Shimon Peres won’t stop believing

Shimon Peres might be pushing 90, but he still has the youthful optimism of a politician in his prime.

Advertisement

He’s one of the oldest heads of state in the world and the star of his own two-day conference. Celebrities from Bill Clinton to Sharon Stone lavish praises on him. He walks into a room and it erupts into applause. Israel’s Presidential Conference is, in part, a tribute to Israeli President Shimon Peres’ nearly 90 years, two-thirds of which he’s spent serving the State of Israel.

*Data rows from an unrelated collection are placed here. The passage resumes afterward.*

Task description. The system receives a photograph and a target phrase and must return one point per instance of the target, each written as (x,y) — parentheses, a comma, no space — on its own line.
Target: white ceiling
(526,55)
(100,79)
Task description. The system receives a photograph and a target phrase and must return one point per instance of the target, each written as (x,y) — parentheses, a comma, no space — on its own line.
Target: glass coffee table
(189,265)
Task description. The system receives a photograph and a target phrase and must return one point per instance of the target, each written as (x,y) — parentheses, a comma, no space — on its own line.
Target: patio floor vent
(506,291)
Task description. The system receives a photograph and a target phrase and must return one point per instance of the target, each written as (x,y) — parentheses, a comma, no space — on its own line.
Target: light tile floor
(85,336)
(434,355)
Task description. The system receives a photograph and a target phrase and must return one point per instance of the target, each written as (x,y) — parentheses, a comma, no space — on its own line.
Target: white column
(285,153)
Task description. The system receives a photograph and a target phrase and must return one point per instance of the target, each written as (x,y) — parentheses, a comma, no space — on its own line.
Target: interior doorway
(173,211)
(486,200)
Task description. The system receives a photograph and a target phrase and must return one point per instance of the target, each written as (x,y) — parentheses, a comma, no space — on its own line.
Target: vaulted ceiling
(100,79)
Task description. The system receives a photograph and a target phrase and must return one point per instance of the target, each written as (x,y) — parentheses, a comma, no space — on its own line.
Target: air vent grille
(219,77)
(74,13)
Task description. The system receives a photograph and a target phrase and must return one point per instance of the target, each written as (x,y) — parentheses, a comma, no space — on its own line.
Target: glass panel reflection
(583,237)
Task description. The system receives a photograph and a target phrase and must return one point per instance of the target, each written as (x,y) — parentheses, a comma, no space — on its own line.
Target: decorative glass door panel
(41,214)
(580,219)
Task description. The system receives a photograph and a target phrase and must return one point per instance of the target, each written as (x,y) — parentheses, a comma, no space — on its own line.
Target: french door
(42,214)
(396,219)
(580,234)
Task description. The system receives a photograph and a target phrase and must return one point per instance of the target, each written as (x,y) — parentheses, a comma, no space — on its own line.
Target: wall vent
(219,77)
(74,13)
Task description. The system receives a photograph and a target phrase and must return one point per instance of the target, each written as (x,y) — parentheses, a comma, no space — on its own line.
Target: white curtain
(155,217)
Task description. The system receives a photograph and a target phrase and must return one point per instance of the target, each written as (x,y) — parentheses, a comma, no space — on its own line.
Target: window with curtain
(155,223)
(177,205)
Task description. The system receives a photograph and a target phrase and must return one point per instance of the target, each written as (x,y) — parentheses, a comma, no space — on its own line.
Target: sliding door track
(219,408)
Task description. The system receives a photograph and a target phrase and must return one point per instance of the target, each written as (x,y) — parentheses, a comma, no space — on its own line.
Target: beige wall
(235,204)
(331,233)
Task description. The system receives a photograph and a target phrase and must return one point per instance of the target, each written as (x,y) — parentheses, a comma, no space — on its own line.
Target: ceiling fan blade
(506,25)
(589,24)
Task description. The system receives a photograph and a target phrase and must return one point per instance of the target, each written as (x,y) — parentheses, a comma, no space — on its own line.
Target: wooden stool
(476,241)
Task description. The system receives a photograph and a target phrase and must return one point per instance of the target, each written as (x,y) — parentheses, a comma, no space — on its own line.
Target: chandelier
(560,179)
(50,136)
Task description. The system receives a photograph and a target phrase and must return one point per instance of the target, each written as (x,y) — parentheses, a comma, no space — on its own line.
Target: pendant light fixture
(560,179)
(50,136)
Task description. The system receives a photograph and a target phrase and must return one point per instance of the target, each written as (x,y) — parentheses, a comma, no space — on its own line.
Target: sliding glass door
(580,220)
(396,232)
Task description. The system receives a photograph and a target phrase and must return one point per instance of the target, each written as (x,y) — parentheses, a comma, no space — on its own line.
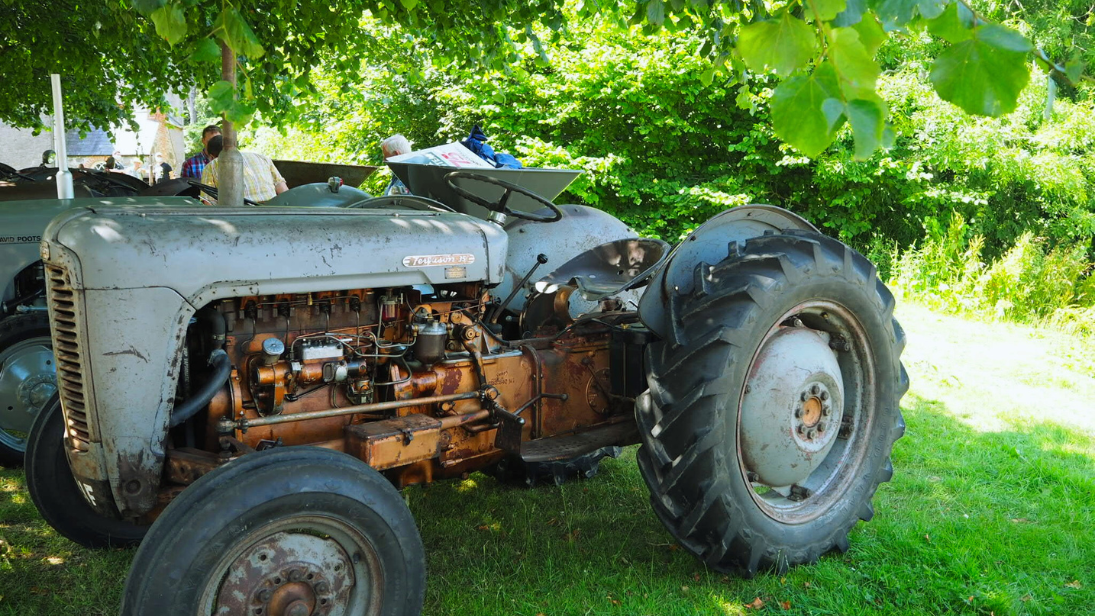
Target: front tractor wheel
(57,496)
(773,404)
(285,532)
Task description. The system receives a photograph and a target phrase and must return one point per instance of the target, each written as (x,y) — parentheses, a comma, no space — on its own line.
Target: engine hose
(221,369)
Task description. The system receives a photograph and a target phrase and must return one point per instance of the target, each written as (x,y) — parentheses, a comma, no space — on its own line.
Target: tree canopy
(822,50)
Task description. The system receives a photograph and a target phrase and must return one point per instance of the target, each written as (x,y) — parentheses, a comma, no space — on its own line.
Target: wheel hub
(288,574)
(792,407)
(26,383)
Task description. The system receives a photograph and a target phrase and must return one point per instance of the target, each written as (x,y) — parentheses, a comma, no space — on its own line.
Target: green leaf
(857,70)
(241,113)
(867,118)
(707,76)
(799,107)
(949,26)
(655,12)
(896,13)
(170,23)
(1074,69)
(744,100)
(207,50)
(829,9)
(871,33)
(237,34)
(148,7)
(984,74)
(889,137)
(784,45)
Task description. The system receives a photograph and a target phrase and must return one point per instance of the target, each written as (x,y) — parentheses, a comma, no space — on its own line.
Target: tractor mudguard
(710,243)
(580,229)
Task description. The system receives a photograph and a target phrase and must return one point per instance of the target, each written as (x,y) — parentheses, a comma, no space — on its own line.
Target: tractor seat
(609,269)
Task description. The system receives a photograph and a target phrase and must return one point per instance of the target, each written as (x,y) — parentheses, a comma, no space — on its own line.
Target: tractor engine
(411,382)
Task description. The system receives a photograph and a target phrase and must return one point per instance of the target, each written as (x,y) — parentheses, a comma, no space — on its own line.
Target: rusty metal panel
(395,442)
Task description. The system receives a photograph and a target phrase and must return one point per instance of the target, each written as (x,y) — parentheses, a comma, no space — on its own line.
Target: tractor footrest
(573,445)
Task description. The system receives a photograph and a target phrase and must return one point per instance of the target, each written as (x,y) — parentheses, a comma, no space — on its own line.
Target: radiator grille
(66,332)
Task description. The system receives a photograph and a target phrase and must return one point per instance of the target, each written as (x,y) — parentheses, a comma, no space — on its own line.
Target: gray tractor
(27,204)
(244,391)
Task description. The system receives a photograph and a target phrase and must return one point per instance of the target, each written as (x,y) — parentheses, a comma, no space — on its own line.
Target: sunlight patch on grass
(467,486)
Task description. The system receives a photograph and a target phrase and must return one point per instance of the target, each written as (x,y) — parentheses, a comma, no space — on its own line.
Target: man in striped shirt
(262,181)
(194,165)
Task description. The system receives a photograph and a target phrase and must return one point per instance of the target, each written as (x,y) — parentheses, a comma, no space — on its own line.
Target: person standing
(194,165)
(395,146)
(137,171)
(161,169)
(262,181)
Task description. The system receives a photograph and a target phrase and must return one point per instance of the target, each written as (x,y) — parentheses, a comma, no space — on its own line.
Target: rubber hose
(221,369)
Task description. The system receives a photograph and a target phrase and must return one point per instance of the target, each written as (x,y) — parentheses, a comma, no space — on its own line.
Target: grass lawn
(991,511)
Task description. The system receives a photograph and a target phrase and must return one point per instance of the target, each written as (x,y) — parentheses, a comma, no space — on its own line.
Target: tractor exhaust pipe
(64,175)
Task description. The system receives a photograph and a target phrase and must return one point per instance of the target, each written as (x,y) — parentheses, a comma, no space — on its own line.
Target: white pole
(64,175)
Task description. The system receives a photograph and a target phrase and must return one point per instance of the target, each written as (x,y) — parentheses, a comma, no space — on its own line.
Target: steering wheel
(211,190)
(500,206)
(396,200)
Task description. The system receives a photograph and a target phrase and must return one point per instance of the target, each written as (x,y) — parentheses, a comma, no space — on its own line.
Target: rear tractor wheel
(285,532)
(773,404)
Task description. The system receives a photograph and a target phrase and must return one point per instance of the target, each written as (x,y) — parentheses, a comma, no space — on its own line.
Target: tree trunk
(192,105)
(230,162)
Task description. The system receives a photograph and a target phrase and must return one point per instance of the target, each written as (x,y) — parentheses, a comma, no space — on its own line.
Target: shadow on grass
(972,523)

But sitting on a panel with Stone, the A-list actress turned AIDS activist, Peres sounds like a politician in his prime. He’s alternately diplomatic and unapologetic, light-hearted and deeply serious, hard-headed and idealistic.

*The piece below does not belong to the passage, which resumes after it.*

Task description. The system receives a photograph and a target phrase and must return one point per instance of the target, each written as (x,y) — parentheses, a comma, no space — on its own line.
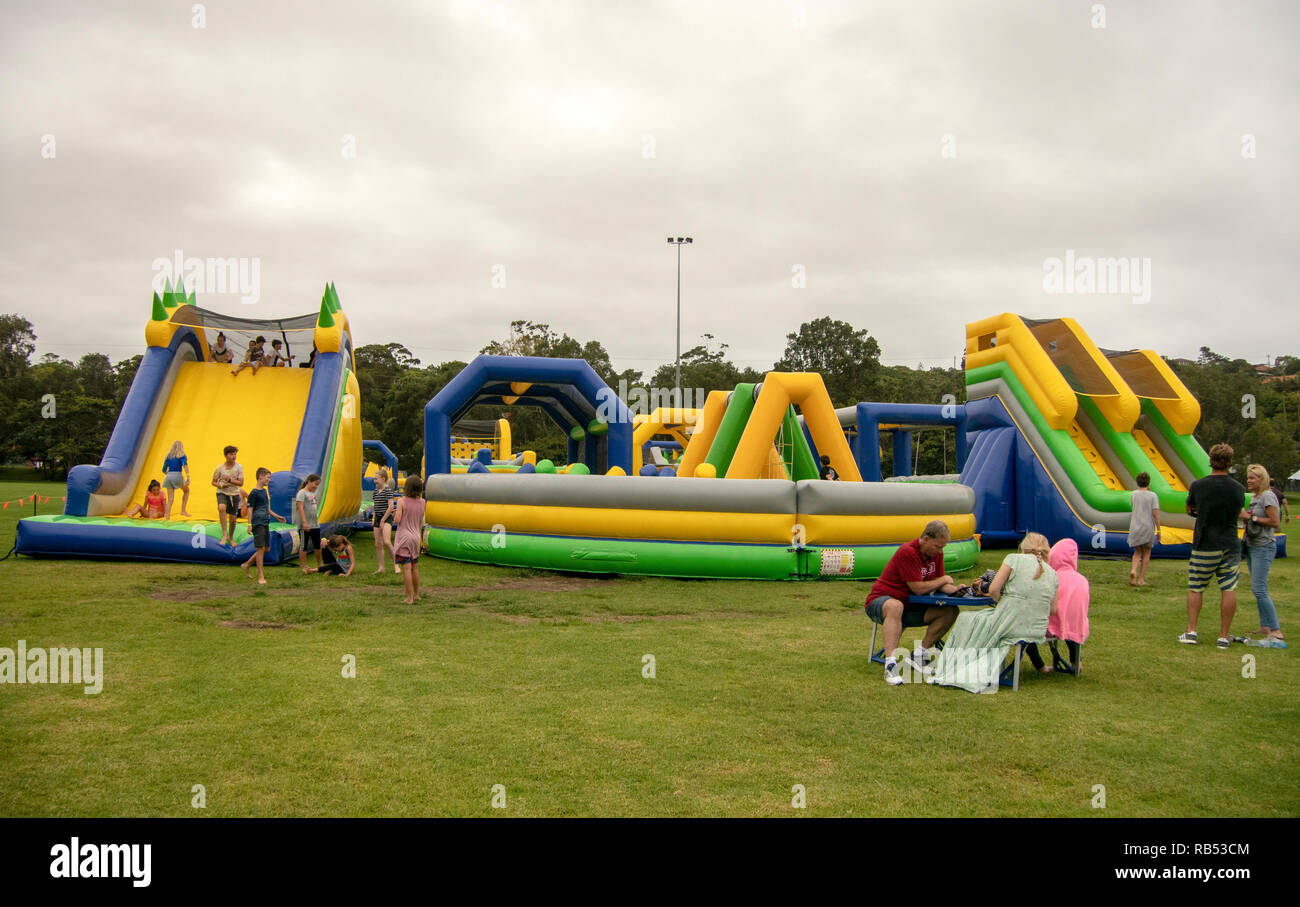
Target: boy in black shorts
(1216,502)
(259,523)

But he’s clear about two things: He’s not going away, and he still believes.

“This is the first time that right and left agree that this is the right and only solution,” Peres said about a two-state solution to the Israeli Palestinian conflict. The moderator, political reporter Ilana Dayan, asked him whether he’ll live to see it.

“That’s my plan,” he said. “Yes.”

Peres refrained from criticizing his one-time rival, Israeli Prime Minister Benjamin Netanyahu, but he was happy to put down Israeli Economy Minister Naftali Bennett, the hard rightist who said the two-state solution is “dead.”

“He may be a senior minister,” Peres said. “But he’s not a senior statesman.”

Peres acknowledged that “there’s a great deal of skepticism on both sides” and that “when you have to make peace, it is difficult.” But before pessimism set in, the 90-year-old optimist came roaring back.

“You can be young as you dream,” he said. “I don’t miss anything. The past is dead. So the only things we can miss are the things that didn’t yet happen.”